Rat seller in Thailand. Photo Credit: Chris James White Photography. All rights reserved.
We've had unwanted residents in our house. Hopefully, only one. A rat. And just in case you're wondering, it was much, much larger than the one pictured here.
Let me just start by saying this: I hate rats. Hate them. In fact, I hate all rodents. They completely and totally gross me out. They're disease infested, nasty creatures. Should I feel some sympathy for another mammal? My husband says I should; yet, I do not. Not at all.
We're hygienic. Our house is clean. The kitchen especially...especially because, yes: I hate rodents. I don't like seeing little visitors.
The day my daughter and I arrived in Yangon, and for a couple weeks after, I saw evidence of rodents. I saw droppings. Come on, though. Let's just say what it is: POO! I saw rodent POO.
The husband's then-boss - even the husband himself - tried convincing me it was just gecko poo. Problem: gecko poo is black (same shape as rat poo) with a little bit of white on the end.

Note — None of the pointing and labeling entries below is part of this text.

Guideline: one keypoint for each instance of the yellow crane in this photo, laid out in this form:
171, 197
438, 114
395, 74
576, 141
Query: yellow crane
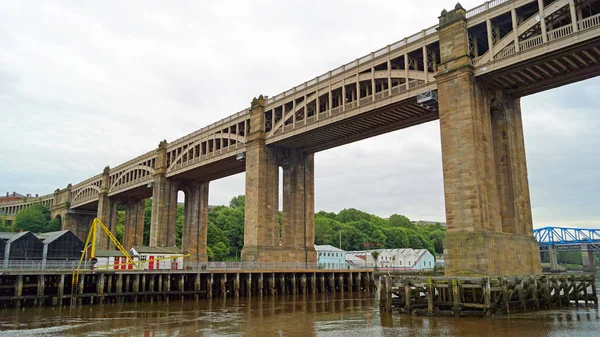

Well, these little black poo bits had no white on the ends. Trying to appease me, I was told, "The white bit probably just broke off." YEAH, RIGHT! I was pretty sure I wasn't seeing gecko poo. I mean, why would a sticky gecko want to be in our kitchen drawers? I'm no fool.
Late one night last week, the husband and I heard a loud clanging noise in the kitchen. I was startled and I'm sure he recognized my panicked look. The husband had a fairly reasonable explanation, but I took notice that neither of us checked the kitchen.
The morning after: RAT evidence!
- Soup stock cubes dumped onto the counter, chewed with large fang-like teeth marks scouring the cardboard box and the cubes themselves.
- POO (black, no white bits!) on the floor.
- POO in the kitchen drawers.
- Sandwich bag box gnawed...with...yep! POO!
Well, I kept seeing little shit pellets from that little shit rat throughout the weekend. Fewer, though.
Once, I was walking into the kitchen. I heard clang CLANG CLANGING again; this time, it was under a cabinet (we don't use any of the cabinets under the counters because they're just so gross anyway. Note: kitchens in Yangon are pretty yucky anyway).
"You have rats," D, the housekeeper, informed me yesterday. The pesky thing(s) even ate through some coconut milk, stuck its teeth into plastic Tupperware lids (WHY?), and just, well, wrecked havoc as far as I'm concerned.
We caught one last night within 30 minutes of putting the glue-sticky-traps down. Those things work. Though, the rat struggled. At first, only its tail got stuck. It managed to get unstuck, then promptly flopped itself onto another glue-sticky-trap thing.
Hopefully, there will be rats no more!